Quickly, I had a half-dozen lists, then a dozen, and eventually the whole thing got too hairy and I had to give it up.

But then I heard Merlin's talk at Macworld, and he mentioned, in passing, while making another point, an "ideas" file. And I thought to myself, "One file for EVERY idea. That's the ticket!" Just open Quicksilver whenever I have an idea for something, invoke the append-to command, append the idea to the "ideas" file, and then move on. Read through the file and organize occasionally. Very much in the spirit of the "trusted system" in GTD.

Only now I've opened a second file -- I've started a Facebook group for InformationWeek (the publication I work for), and I'm using the "Post" command to post links to selected articles. I like to do that once a day. When I see an article during the day that should be promoted, I append it to the "promo" group, and I plan to check that group every morning.

I put next actions in OmniFocus. It's usually pretty easy right upfront to tell what's an "idea" and what's a "next action." Or it seems that way to me.

Which leads to the question:

What sorts of lists and plain text files do you keep?

gregor's picture

Daybook

For a couple of years I used a personal wiki for everything, but refactoring wasn't my strong point, and it got out of control.

I tried one large text file for notes, but I didn't like it. Hard to find things; and i'd tend to pop things in anywhere-- at the top or bottom when I couldn't be bothered to do any organisation. and under vague topic headings when I could.

For the last year I've instead been using a file for each day. Every day, my system generates a textfile under ~/Daybook named after the date -- 20080201 for today.

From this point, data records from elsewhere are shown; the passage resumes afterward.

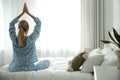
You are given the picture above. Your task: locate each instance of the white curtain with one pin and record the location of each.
(60, 30)
(92, 23)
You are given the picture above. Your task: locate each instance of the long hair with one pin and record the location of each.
(23, 30)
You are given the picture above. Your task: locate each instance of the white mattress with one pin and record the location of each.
(56, 71)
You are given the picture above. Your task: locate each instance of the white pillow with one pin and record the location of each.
(92, 61)
(95, 52)
(106, 51)
(110, 59)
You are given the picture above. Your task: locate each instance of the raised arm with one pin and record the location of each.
(26, 10)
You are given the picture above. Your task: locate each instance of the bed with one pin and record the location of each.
(59, 65)
(56, 71)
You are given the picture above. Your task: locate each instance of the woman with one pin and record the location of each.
(24, 49)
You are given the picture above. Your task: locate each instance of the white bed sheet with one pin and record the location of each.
(56, 71)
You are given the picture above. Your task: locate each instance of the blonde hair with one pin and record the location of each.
(23, 29)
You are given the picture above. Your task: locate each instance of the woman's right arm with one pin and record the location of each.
(37, 27)
(12, 30)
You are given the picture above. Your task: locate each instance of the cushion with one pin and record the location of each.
(110, 58)
(118, 56)
(91, 61)
(77, 61)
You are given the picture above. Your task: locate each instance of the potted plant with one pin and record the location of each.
(114, 40)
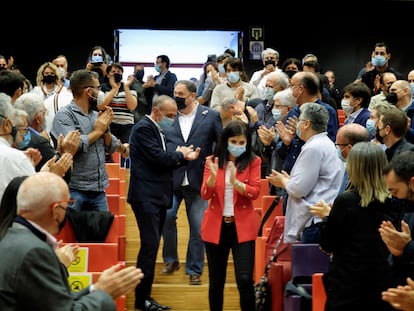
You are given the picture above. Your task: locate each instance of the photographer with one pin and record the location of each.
(123, 101)
(98, 60)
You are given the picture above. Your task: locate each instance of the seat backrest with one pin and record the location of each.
(308, 259)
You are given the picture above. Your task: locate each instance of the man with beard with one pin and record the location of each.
(89, 178)
(399, 176)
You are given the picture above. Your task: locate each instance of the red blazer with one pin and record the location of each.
(244, 214)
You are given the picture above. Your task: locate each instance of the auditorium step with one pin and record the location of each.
(174, 290)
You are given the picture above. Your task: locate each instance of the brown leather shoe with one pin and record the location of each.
(195, 279)
(171, 267)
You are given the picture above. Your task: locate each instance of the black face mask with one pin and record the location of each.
(117, 77)
(290, 73)
(180, 102)
(392, 98)
(49, 79)
(93, 103)
(139, 75)
(379, 137)
(62, 223)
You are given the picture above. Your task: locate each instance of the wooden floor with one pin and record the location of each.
(174, 290)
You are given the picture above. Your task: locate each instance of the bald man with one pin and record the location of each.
(347, 136)
(33, 278)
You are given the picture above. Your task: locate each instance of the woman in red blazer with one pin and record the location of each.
(231, 182)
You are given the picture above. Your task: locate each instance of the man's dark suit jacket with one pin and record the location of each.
(33, 278)
(205, 132)
(151, 166)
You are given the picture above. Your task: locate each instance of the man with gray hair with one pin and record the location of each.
(33, 104)
(13, 162)
(316, 175)
(270, 59)
(30, 267)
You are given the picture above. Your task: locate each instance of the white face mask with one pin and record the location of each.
(346, 106)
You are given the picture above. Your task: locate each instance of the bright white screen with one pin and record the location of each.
(188, 50)
(181, 46)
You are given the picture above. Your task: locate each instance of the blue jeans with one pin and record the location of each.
(195, 207)
(89, 200)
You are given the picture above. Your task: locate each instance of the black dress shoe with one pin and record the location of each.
(171, 267)
(152, 305)
(195, 279)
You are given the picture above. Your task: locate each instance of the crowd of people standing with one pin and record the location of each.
(206, 145)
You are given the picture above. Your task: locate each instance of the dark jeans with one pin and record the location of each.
(243, 257)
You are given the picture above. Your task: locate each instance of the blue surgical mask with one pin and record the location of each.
(97, 59)
(269, 93)
(25, 142)
(370, 125)
(236, 150)
(340, 154)
(346, 106)
(221, 69)
(233, 77)
(298, 133)
(379, 60)
(165, 122)
(277, 114)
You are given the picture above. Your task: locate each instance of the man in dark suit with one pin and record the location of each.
(162, 84)
(198, 126)
(150, 190)
(33, 277)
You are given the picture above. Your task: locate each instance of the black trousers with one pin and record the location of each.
(150, 219)
(243, 258)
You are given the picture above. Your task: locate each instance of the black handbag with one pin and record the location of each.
(262, 289)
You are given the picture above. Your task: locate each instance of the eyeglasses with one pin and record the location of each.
(69, 202)
(94, 87)
(382, 128)
(22, 129)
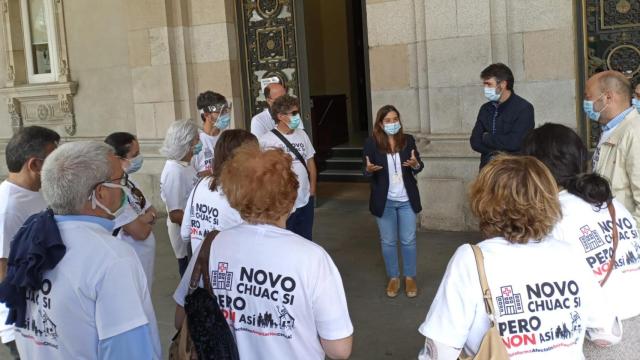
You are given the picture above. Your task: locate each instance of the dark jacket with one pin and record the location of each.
(380, 178)
(515, 119)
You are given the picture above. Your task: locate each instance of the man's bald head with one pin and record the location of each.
(611, 93)
(273, 91)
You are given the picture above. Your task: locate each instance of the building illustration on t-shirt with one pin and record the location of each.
(509, 303)
(222, 279)
(48, 326)
(286, 320)
(590, 239)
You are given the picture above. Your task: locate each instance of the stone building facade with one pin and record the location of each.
(137, 65)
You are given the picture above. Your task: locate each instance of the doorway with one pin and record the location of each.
(336, 66)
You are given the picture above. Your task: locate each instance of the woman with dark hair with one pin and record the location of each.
(215, 113)
(392, 162)
(134, 226)
(207, 207)
(544, 301)
(587, 225)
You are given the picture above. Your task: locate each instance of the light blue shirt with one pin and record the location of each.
(136, 343)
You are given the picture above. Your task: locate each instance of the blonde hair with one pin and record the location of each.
(515, 197)
(260, 185)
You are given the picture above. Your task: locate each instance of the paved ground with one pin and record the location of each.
(384, 328)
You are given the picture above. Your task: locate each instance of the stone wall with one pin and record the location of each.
(426, 56)
(139, 65)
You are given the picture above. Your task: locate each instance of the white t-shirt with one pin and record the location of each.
(98, 290)
(206, 210)
(176, 181)
(262, 123)
(588, 230)
(145, 249)
(16, 205)
(544, 299)
(397, 191)
(300, 140)
(278, 291)
(204, 160)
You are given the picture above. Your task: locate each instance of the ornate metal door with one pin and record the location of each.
(611, 42)
(272, 44)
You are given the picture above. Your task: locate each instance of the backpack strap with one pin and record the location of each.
(201, 267)
(486, 292)
(291, 148)
(612, 213)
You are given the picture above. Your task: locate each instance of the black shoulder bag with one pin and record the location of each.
(210, 333)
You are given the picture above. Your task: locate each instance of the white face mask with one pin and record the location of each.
(126, 193)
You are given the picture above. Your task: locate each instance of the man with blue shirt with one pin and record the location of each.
(94, 302)
(504, 120)
(607, 100)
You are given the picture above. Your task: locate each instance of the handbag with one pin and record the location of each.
(612, 213)
(491, 347)
(205, 333)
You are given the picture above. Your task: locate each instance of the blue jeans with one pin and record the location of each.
(398, 221)
(301, 221)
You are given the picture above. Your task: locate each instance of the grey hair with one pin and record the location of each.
(70, 173)
(178, 140)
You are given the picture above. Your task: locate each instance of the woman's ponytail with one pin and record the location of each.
(591, 188)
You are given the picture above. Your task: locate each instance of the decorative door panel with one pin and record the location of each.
(269, 48)
(612, 42)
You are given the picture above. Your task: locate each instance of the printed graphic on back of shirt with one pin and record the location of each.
(539, 316)
(202, 213)
(598, 251)
(40, 329)
(272, 293)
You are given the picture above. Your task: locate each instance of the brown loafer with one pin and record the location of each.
(410, 287)
(393, 287)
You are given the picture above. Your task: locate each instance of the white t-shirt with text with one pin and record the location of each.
(300, 140)
(278, 291)
(262, 123)
(397, 191)
(98, 290)
(589, 231)
(204, 160)
(176, 182)
(544, 300)
(206, 211)
(16, 205)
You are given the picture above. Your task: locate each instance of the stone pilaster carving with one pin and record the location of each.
(66, 107)
(15, 114)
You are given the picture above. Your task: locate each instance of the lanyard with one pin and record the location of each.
(395, 167)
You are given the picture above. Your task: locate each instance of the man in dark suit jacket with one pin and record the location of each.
(504, 120)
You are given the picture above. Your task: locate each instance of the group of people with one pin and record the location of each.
(561, 249)
(560, 259)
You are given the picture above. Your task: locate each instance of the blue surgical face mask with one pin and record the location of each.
(197, 148)
(223, 121)
(587, 106)
(135, 164)
(491, 94)
(393, 128)
(294, 121)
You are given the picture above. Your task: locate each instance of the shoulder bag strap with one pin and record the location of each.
(486, 292)
(612, 213)
(201, 266)
(292, 148)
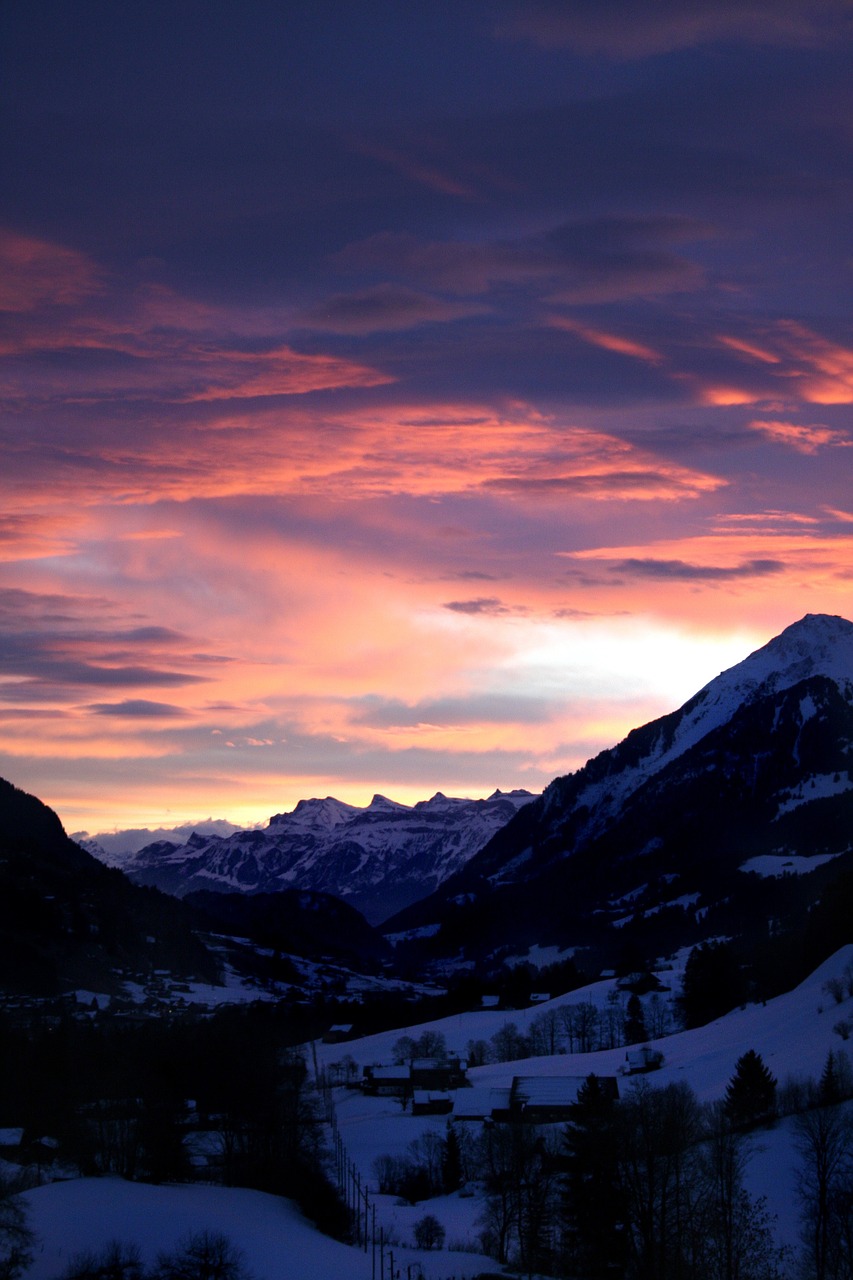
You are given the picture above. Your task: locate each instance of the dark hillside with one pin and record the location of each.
(68, 922)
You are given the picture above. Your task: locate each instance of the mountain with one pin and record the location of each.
(295, 922)
(67, 922)
(378, 859)
(664, 839)
(114, 848)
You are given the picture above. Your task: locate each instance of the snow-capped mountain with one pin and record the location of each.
(753, 773)
(115, 848)
(379, 858)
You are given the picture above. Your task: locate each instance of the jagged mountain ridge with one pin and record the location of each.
(67, 920)
(756, 766)
(378, 859)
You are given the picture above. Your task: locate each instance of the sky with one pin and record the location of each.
(402, 398)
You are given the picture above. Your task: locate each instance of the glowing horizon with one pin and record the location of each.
(370, 429)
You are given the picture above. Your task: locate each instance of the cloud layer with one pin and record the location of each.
(407, 400)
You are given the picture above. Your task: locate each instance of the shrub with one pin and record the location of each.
(429, 1233)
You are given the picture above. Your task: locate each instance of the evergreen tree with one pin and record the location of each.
(593, 1203)
(634, 1020)
(16, 1237)
(712, 983)
(451, 1162)
(751, 1093)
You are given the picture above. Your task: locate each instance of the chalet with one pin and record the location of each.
(641, 1059)
(528, 1100)
(387, 1082)
(482, 1102)
(437, 1073)
(338, 1033)
(550, 1098)
(430, 1102)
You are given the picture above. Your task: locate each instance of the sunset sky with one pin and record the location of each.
(407, 397)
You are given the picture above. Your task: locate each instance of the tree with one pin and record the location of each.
(16, 1237)
(404, 1050)
(115, 1261)
(712, 983)
(430, 1045)
(451, 1162)
(738, 1238)
(509, 1043)
(824, 1139)
(203, 1256)
(751, 1093)
(593, 1208)
(429, 1233)
(634, 1020)
(660, 1170)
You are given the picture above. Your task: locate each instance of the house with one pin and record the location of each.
(437, 1073)
(430, 1102)
(550, 1098)
(387, 1082)
(642, 1057)
(338, 1033)
(482, 1102)
(528, 1100)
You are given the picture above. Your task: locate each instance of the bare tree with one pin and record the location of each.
(825, 1174)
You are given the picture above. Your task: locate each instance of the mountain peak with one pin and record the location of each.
(820, 644)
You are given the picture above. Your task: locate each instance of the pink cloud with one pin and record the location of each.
(802, 438)
(35, 274)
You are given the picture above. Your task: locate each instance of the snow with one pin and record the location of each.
(793, 1033)
(73, 1216)
(817, 786)
(785, 864)
(816, 645)
(274, 1238)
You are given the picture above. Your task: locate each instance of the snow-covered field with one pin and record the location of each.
(793, 1033)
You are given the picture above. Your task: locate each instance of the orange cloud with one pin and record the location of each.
(35, 273)
(607, 341)
(806, 368)
(803, 439)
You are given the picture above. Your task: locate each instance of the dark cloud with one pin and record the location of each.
(137, 708)
(596, 260)
(628, 31)
(384, 307)
(488, 604)
(683, 571)
(493, 708)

This is hard linked to the file "daybook". Opening "daybook" with quicksilver allows me to bang in random information, snippets, thoughts, configuration changes, whatever into the current day's file without thinking about it.

I head each entry with a tag like -OsxNotes-, and i've written a little script called findtag which I can call from textmate that just outputs all the text in all the daybooks given a specific tag. Because the files are named by date, the info comes out dated and in reverse chronological order. It's like having a whole bunch of separate logs for different types of notes.

What this is great for is collecting stuff that I may never need again, allowing me to find it by topic, while keeping it in context with whatever else was going on that day or week. Information I'm sure to refer to again is better captured in a personal wiki-- but daybook is still a good collection point. I think OmniFocus will prove more useful for tasks and project planning. So daybook ends up being the place for info I don't want to lose, but I don't want to go to a lot of effort organising, either.